喋りすぎ。
陳腐なmonologueを延々と聞かされて苦痛。ヴィム・ヴェンダースと言えば、小津安二郎を敬愛していることで有名らしいけど、いったい小津作品の何を観てんだろう? と本気で思った。
小津映画の醍醐味は、変哲のないセリフや振る舞いの背後から「聞こえて」くる登場人物たちの「心の声(当人も気づいてないかもしれない本当の気持ち)」を、観客それぞれが自分なりに感じられる点にある。しかし『ベルリン・天使の詩』では、観客は、登場人物たちの「心の声」を「実際の音声」として聞かされる(なにしろ、人間の心の声を記録する天使の映画だから)。観客が聞かされる他愛のないmonologueは、小津作品の登場人物たちのセリフとは違って、登場人物たちの「心の声」そのものなので、奥行きも裏も何も無い、もう、ただそれだけのもの。観客はひたすら、「ああそうですか」「でしょうね」と呟いてやり過ごすしかない。それが『ベルリン・天使の詩』を鑑賞する際の第一の苦痛。第二の苦痛は、映像作品としての「行間」のなさ。この作品はセリフ劇なので、映像には何の必然性もない。喩えるなら、本の「紙(page)」(本の紙は、白くても茶色でも、マット紙でもコート紙でも、書かれた内容には影響しない)。要するに、わざわざ映像を観る甲斐がないのだ。映画なのに。観る甲斐のない映像を見続けなければならない苦痛。
言葉だけでは到底表現しきれないものを映像と音声(の抑揚と間)を総動員して表現するのが小津作品で、本当は「気の利いた(もったいつけた)」言葉を聞かせたい(言いたい)だけなんだけど、映画なのでそれっぽい映像も撮って流します、というのが『ベルリン・天使の詩』。要するに両者は正反対。

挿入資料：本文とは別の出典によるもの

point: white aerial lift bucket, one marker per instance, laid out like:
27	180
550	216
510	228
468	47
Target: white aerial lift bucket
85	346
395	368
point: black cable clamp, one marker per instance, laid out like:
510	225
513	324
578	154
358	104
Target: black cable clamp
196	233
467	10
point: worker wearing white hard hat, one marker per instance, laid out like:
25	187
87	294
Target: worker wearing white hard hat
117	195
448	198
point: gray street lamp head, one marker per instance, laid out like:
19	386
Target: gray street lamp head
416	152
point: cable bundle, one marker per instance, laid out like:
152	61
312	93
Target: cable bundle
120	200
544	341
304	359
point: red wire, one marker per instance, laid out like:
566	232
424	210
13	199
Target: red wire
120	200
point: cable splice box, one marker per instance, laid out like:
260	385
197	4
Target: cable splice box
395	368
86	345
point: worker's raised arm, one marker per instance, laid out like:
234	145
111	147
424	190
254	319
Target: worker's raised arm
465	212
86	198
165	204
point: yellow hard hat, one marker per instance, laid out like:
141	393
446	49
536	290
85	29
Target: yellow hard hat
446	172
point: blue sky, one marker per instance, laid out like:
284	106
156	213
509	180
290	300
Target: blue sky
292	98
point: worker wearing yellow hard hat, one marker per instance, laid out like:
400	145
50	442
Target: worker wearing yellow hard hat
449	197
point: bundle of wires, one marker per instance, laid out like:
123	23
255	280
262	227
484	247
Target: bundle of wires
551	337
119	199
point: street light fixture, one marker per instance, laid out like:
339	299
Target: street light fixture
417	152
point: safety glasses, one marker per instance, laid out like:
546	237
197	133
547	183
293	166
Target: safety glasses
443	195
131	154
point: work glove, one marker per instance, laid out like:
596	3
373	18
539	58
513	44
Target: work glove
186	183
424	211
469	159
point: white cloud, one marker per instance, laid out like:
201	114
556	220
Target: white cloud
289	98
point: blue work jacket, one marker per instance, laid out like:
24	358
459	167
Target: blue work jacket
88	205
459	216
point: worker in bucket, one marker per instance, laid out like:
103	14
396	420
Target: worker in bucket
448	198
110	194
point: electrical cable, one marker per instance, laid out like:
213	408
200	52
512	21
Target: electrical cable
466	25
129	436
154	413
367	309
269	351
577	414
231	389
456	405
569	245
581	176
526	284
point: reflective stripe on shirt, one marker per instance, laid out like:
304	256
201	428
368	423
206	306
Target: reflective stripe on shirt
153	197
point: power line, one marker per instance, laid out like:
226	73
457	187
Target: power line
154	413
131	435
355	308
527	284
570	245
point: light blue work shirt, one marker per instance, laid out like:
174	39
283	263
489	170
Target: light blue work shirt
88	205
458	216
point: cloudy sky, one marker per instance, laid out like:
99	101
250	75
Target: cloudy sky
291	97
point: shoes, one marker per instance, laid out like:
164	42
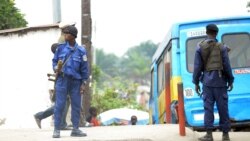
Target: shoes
207	137
77	133
56	134
38	121
66	128
225	137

楽曲をテレビや動画サイトで流すために作られる music video というものがあるけど、『ベルリン・天使の詩』は、謂わば「monologue video」。映像は方便。問題は(いや、大問題は)、monologue videoである『ベルリン・天使の詩』の肝心のmonologueが、とにかく陳腐なこと。楽曲がツマラナイmusic videoと同じで、鑑賞者は、ひたすら、忍耐を強いられる(今思いついたけど、だから、逆にセリフの全くない映画にすればよかったのかも)。
(2024/10/20 穴藤)
追記:『ベルリン・天使の詩』がこんな感じだったので、観ようと思っていた役所広司主演の『Perfect Days』を観る気が、すっかり失せた。